For Kilbourn, that emphasis is tantamount to an admission that the previous tribunal was not fairly balancing the interests of landlords and tenants in the arbitration process.
“When you think about it, any admission that any kind of tribunal or court is not 100 percent neutral is terrifying,” he says.
Under the old system “landlord applications would get heard more quickly than tenants’ applications,” he alleges. “Adjudicators [were] listening to landlords more than [they were] listening to tenants,”
Sonya Rolfe, from Ontario’s municipal affairs and housing ministry, agrees the new board is an improvement, and says the new hearing process is more flexible and accessible.
Still, the new act doesn’t offer any rent control, Rolfe acknowledges. The vacancy rate is high, she explains, so rent increases have been below guideline levels.
Kilbourn is skeptical of the idea of a self-rectifying housing market and maintains the vacancy rate can be misleading. Ontario’s old Tenants Protection Act did away with rent control, he points out, allowing landlords to charge whatever rent they want on vacant units.
When BC’s Liberal government revised its Residential Tenancy Act in 2002, it too granted property owners higher allowable rent increases and reduced tenants’ access to arbitration.
Kilbourn, a former Bay Towers tenant himself, suggests that even during the Harris years, his former West End neighbours would have had more security of tenancy in Ontario than in BC, especially around the issue of renovations.
According to Kilbourn, Ontario landlords have to provide tenants with the right of first refusal, meaning once renovations are complete, the original tenants have first dibs on the refurbished unit-with only a minimal rent increase.
If a landlord wants to demolish a building or convert it to condos or do renovations, and they need to evict tenants, they have to “supply them with three months’ rent or offer tenants another suite similar to the one they had,” Kilbourn explains. “There are safety nets for tenants as far as renovations go.”
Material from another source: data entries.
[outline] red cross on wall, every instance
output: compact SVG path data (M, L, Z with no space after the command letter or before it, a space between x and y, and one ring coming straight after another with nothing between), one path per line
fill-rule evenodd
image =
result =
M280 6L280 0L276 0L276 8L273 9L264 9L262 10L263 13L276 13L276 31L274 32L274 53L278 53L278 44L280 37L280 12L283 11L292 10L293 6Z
If tenants choose to return to their suites post-renovations, they can do so “at a rent that is no more than what the landlord could have lawfully charged if there had been no interruption in the tenant’s tenancy,” states Ontario’s new Residential Tenancies Act.
If BC can learn anything from [the Ontario experience], it’s to embarrass the government as much as possible, and make sure people know about what is happening in buildings like the Bay Towers, suggests Kilbourn.
“Oddly for something that affects so many people, tenancy rights [just] aren’t sexy. Climate change? That’s sexy,” he says. “There is a kind of assumption of rights. Consequently, you don’t feel you need to fight for them. We actually have a very tenuous hold on those rights. It’s not absolute. Any rights that we have, were fought for to begin with.”